Alumni Father’s Day Special: Anthony and Eva-Marie Mancuso
Children of alumni are now in their own leadership roles in the state and experiencing the program they heard about through their parent's stories.
Whether we acknowledged it at the time or not, for many of us, our first act of selfless service grew from the kindness and compassion we observed in our parents. With Father’s Day this weekend it’s natural for us to remember the great influence our Dad’s had on us as children and the impact he still has on us today.
Children of alumni are now in their own leadership roles in the state and experiencing the program they heard about through their parent’s stories. For this special Alumni Interview Series, we asked children to share how their father’s experience influenced and inspired their experience in LRI.
Anthony J. Mancuso Sr. was a retired Providence Police Department Colonel and a graduate of the 1988 Theta Leadership Rhode Island Class. Colonel Mancuso passed away on September 5, 2008. 30 years after he graduated from LRI, his daughter, Eva-Marie Mancuso began her own experience as a member of the 2018 Xi II Leadership Rhode Island Class.
Eva-Marie Mancuso (2018 Xi II)
Did your father’s experience in the program influence your decision to apply?
My Dad was a quiet, contemplative leader. He frequently had individuals from different backgrounds and points of view together all with a common purpose. He commented many times about how much he learned from his LRI experience and encouraged me to take the time to participate. Of course, I was always too busy, booked, tired to follow his advice! Here I am 30 years later relishing in the experience. He always sits on my shoulder during our discussions.
How would you describe your father’s leadership style?

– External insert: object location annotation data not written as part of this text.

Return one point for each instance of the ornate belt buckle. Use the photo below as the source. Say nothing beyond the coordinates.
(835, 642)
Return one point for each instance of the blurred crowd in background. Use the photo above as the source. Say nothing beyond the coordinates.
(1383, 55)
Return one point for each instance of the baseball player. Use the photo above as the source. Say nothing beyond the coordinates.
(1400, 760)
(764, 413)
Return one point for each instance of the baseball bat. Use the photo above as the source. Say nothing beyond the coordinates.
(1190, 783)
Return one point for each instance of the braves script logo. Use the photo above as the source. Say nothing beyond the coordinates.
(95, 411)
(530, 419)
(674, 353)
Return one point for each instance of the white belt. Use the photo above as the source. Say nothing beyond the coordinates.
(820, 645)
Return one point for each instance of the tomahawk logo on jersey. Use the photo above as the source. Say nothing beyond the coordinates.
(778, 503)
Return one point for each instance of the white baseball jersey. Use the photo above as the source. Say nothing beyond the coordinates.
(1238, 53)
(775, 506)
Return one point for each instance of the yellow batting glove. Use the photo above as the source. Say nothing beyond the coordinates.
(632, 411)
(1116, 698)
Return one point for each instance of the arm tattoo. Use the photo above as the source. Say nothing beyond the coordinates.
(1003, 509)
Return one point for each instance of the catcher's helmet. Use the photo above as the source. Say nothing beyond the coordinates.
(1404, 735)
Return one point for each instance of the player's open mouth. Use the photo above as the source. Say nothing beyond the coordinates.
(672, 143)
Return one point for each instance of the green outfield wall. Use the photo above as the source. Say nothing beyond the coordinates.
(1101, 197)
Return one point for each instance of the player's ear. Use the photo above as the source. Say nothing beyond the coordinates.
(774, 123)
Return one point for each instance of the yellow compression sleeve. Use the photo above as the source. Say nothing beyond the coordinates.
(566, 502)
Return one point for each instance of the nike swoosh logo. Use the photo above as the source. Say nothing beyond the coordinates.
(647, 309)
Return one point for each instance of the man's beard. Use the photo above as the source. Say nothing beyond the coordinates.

Knowing what I know now about the definition of Leaders as Hosts my Dad was one of the finest examples LRI has had. He clearly was the boss but drew from those he trusted and respected when making decisions. He also lea by example. His love and gentleness didn’t always come out when the public saw him in his job as State trooper or Providence police chief, however, those who had the good fortune to know him, work for him, play for him knew that he was sincere and loving. He had a leadership style that demonstrated confidence, honor, and integrity.
I like to say that my Dad saw the world in black and white UNTIL my teenage years. We argued about everything from politics to family but always with respect and reverence. He taught me, unconditional love.
Happy Father’s Day from LRI!
May your children catch a glimpse of your love for them through your eyes.
May you catch a glimpse of your children’s love for you through theirs.